TH Köln auf internationalem Automatisierungskongress in Peking

Prof. Klasen vor einem Plakat der PNO (Bild: PNO)

Prof. Klasen vom Institut für Automation & Industrial IT am Campus Gummersbach war einer der Tagungsleiter - Chinesische Wirtschaft orientiert sich an „Industrie 4.0“

Ende Juni 2017 fand das „PROFIBUS & PROFINET Forum“ in Peking, China, statt. Einer der Vortragenden war Prof. Dr. Frithjof Klasen, Direktor des Instituts für Automation & Industrial IT (AIT) am Campus Gummersbach der TH Köln. Er nahm dort in seiner Funktion als Vorstandsmitglied des deutschen Industrieverbandes PROFIBUS/PROFINET Nutzerorganisation (PNO) teil. Das Forum stand ganz im Zeichen von „Made in China 2015“. Diese Bezeichnung ist das Pendant zum westlichen Technologietrend „Industrie 4.0“, der Integration von Produktions- und Informationstechnologien.

​Aktuelle Konzepte und Technologien der Produktionstechnik wie „Industrie 4.0“ finden großes Interesse in Fernost. Dazu meint Prof. Klasen: „Die Zeiten, in denen China vor allem für billige Massenware stand, sind inzwischen vorbei. Qualität und Umweltschutz rücken immer mehr in den Vordergrund.“

Teilnehmergruppe des Automatisierungskongresses
Teilnehmergruppe des Automatisierungskongresses (Bild: PN
Als Vorsitzender der Expertengruppe von weltweit über 60 PROFINET Competence Centern (PICC) leitete Klasen in Peking das Jahrestreffen mit rund 120 internationalen Teilnehmern und stellte u.a. Erfahrungen vor, die er mit der Optimierung von großen Produktionsanlagen und PROFINET-Netzwerken in der Automobilindustrie gemacht hat.

Industrie 4.0: auch Maschinen kommunizieren untereinander

Der Begriff „Industrie 4.0“ beschreibt einen aktuellen Wirtschaftstrend, die „4. industrielle Revolution“. Ziel ist dabei, Produktions- und Logistikprozesse intelligent zu integrieren. Dadurch werden alle Beteiligten flexibler und autonomer: Menschen, Maschinen, Equipment, Logistik-Systeme und sogar die Produkte kommunizieren und kooperieren miteinander. Es entstehen intelligente Fabriken (Smart Factories).

Industrie 4.0 ist nicht nur für Industrievertreter ein interessantes Thema. Auch die Politik hat Gesprächsbedarf: kürzlich besuchte Elfi Scho-Antwerpes, MdB, Prof. Klasen in seinem Institut. Als Mitglied im Bundestagsausschuss für Bildung, Forschung und Technikfolgenabschätzung informierte sie sich, was Industrie 4.0 bedeutet und welche Entwicklungen in diesem Bereich zu erwarten sind.Prof. Klasen und Elfi Scho-Antwerpes, MdB
Prof. Klasen und Elfi Scho-Antwerpes, MdB (Bild: Manfred Stern/ TH Köln)
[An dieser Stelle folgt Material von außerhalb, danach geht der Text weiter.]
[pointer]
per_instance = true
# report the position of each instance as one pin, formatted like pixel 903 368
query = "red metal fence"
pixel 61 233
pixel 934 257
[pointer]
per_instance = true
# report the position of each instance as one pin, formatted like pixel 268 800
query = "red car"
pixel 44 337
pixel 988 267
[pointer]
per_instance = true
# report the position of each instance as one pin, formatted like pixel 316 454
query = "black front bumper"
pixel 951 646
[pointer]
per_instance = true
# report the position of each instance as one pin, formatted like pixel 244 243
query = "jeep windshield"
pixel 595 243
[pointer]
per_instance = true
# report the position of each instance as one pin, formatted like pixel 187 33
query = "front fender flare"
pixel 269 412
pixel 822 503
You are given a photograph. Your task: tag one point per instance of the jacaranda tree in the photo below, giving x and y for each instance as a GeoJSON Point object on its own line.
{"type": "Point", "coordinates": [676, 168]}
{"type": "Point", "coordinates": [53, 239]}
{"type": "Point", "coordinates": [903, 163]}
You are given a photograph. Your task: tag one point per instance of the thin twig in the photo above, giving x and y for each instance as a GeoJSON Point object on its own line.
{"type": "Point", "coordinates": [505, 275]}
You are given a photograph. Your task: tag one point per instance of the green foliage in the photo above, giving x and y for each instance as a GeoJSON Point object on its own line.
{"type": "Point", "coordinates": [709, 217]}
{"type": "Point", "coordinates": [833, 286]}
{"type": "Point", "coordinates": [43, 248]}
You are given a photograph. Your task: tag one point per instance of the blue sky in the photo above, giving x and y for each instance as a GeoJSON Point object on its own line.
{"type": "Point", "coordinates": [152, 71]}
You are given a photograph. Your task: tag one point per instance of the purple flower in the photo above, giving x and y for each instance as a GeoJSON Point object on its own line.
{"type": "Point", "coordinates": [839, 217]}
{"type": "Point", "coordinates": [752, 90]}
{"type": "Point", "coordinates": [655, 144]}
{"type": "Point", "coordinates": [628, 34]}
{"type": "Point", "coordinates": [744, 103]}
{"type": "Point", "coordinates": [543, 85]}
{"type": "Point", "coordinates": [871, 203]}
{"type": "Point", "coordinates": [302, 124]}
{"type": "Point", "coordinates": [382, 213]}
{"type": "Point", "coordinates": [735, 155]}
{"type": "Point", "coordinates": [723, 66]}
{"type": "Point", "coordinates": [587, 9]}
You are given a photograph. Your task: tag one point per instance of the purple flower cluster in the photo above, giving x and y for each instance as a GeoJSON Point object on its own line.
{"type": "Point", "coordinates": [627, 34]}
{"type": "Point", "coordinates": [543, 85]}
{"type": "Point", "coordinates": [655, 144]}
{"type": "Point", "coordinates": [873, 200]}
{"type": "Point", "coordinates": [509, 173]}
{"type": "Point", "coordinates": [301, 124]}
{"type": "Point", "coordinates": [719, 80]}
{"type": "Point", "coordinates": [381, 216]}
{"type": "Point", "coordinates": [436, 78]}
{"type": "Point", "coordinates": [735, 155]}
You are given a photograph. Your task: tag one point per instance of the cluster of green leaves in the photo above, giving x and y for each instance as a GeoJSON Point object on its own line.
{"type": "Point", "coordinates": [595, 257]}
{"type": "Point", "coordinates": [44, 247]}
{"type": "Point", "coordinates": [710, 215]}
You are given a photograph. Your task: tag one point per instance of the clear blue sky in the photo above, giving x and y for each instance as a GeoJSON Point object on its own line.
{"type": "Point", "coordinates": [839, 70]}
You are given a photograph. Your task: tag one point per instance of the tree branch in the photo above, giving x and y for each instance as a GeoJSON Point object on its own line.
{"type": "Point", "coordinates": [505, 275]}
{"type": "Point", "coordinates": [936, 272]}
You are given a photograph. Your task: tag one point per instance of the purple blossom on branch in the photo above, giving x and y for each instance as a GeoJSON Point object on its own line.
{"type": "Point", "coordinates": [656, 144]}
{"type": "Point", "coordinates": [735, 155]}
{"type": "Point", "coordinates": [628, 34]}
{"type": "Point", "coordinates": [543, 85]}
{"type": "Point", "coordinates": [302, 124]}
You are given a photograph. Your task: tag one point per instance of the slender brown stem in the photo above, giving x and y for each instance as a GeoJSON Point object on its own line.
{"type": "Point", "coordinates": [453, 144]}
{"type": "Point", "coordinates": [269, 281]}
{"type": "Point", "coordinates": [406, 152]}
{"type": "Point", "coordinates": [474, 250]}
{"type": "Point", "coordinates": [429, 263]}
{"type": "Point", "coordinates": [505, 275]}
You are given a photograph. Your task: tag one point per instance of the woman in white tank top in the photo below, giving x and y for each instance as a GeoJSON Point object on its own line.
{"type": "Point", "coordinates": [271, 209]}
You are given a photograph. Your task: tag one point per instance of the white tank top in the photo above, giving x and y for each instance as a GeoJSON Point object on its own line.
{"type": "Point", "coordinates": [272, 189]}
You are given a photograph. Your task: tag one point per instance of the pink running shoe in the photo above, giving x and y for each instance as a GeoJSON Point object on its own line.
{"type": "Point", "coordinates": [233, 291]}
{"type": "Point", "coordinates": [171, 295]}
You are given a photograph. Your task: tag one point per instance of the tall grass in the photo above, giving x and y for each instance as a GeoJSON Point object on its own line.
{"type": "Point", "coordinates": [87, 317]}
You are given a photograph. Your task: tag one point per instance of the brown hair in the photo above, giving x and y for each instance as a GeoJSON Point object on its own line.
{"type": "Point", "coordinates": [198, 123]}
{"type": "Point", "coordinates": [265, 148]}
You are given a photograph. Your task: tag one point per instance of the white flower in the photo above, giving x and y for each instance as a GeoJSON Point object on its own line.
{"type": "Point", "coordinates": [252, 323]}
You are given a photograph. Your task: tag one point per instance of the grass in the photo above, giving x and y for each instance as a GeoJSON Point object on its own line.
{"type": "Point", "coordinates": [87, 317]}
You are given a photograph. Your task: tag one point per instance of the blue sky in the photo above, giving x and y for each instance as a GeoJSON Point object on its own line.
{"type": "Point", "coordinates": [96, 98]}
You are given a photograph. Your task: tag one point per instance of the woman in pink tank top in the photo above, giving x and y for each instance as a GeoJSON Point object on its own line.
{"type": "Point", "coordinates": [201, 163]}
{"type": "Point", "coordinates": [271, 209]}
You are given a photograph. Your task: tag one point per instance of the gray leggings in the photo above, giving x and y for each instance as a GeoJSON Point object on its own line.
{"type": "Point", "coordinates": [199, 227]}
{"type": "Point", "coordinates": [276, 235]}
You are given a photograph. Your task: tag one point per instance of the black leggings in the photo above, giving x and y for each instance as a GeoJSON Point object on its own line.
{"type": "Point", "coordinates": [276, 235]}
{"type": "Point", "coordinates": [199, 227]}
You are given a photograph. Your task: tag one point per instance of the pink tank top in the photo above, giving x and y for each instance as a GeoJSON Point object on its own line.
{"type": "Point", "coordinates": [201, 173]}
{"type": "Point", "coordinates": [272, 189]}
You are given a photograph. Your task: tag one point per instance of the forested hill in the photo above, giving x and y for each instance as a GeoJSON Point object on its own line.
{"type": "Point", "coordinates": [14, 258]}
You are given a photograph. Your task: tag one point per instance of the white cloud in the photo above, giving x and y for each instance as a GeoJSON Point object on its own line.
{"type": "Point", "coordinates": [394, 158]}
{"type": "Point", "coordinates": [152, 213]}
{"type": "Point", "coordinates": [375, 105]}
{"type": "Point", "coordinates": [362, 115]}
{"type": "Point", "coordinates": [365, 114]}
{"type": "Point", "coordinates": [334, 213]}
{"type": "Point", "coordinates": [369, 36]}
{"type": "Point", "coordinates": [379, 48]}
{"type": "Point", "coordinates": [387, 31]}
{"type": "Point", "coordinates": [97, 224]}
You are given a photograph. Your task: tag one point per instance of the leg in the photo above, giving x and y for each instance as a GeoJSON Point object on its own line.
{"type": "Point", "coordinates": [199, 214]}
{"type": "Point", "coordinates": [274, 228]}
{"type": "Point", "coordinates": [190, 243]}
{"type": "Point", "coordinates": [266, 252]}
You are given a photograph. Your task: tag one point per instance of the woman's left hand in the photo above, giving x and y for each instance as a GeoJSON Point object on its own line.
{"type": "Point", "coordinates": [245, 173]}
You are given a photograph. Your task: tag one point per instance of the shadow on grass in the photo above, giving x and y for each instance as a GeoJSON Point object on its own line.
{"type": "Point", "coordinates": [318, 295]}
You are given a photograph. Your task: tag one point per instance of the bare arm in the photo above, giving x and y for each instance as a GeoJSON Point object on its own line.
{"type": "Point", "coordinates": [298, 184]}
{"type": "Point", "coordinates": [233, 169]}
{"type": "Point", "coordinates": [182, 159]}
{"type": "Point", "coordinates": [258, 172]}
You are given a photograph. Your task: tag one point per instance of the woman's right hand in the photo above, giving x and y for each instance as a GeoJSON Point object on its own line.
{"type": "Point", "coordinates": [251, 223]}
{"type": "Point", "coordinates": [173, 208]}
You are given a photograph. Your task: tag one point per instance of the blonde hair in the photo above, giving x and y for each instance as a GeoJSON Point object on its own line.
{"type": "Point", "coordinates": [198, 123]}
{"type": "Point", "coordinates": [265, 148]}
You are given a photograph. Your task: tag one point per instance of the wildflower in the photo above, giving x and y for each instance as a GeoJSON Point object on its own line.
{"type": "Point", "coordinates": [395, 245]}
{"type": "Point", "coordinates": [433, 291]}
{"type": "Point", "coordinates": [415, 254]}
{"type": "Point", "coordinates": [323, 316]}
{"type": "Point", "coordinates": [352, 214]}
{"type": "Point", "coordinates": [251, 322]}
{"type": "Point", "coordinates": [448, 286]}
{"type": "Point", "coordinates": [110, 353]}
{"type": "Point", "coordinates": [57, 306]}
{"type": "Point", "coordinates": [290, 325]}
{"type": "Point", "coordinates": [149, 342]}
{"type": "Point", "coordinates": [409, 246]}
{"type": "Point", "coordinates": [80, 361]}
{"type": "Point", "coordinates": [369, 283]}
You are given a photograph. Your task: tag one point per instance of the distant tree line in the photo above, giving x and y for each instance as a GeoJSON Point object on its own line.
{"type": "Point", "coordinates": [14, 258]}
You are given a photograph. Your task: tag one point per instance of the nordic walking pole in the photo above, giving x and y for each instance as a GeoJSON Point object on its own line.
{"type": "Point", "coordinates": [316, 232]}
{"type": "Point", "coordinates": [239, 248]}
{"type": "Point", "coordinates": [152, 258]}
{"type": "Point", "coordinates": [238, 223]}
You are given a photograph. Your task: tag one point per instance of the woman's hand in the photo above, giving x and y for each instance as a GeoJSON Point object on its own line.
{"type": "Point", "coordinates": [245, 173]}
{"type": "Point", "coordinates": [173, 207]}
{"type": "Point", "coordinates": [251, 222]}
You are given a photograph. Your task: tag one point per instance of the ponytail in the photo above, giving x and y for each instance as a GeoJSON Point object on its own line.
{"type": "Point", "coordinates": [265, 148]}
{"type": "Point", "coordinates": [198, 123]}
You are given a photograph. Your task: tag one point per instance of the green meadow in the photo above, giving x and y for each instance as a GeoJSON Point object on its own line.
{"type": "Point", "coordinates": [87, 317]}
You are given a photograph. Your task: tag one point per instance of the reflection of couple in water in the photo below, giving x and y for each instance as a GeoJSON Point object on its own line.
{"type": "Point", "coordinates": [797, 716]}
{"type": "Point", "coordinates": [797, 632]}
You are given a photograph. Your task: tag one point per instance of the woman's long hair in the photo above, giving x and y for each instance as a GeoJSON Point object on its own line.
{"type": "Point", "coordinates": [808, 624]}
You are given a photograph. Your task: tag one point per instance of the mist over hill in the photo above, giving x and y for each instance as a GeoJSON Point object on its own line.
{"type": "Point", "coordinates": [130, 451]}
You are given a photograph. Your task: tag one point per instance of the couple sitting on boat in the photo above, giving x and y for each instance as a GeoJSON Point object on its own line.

Das Institut AIT berät und unterstützt Unternehmen bei der Planung und Einführung von Industrie- 4.0-Konzepten zur Integration von Produktions- und Informationstechnologien mit den Schwerpunkten kooperative und autonome Systeme, Kommunikationstechnologien und Informationssicherheit.

PROFINET: herstellerübergreifender Standard für die industrielle Kommunikation

​PROFINET ist ein Standard für industrielle Kommunikationsnetze zur Steuerung von Produktionsanlagen und wird unter anderem von allen deutschen Autoherstellern eingesetzt.
PROFINET bildet die Basis für eine sichere Kommunikation in Echtzeit, die außerdem in die  Unternehmensnetze  integriert ist. Ohne diese Grundlage wäre Industrie 4.0 gar nicht denkbar. Hinter PROFINET steht der Industrieverband PROFINET Nutzerorganisation (PNO) mit rund 400 Mitgliedsfirmen. Hierzu gehören sowohl Technologiehersteller wie ABB, Sick, Festo oder Siemens, als auch Anwender wie BMW oder Volkswagen.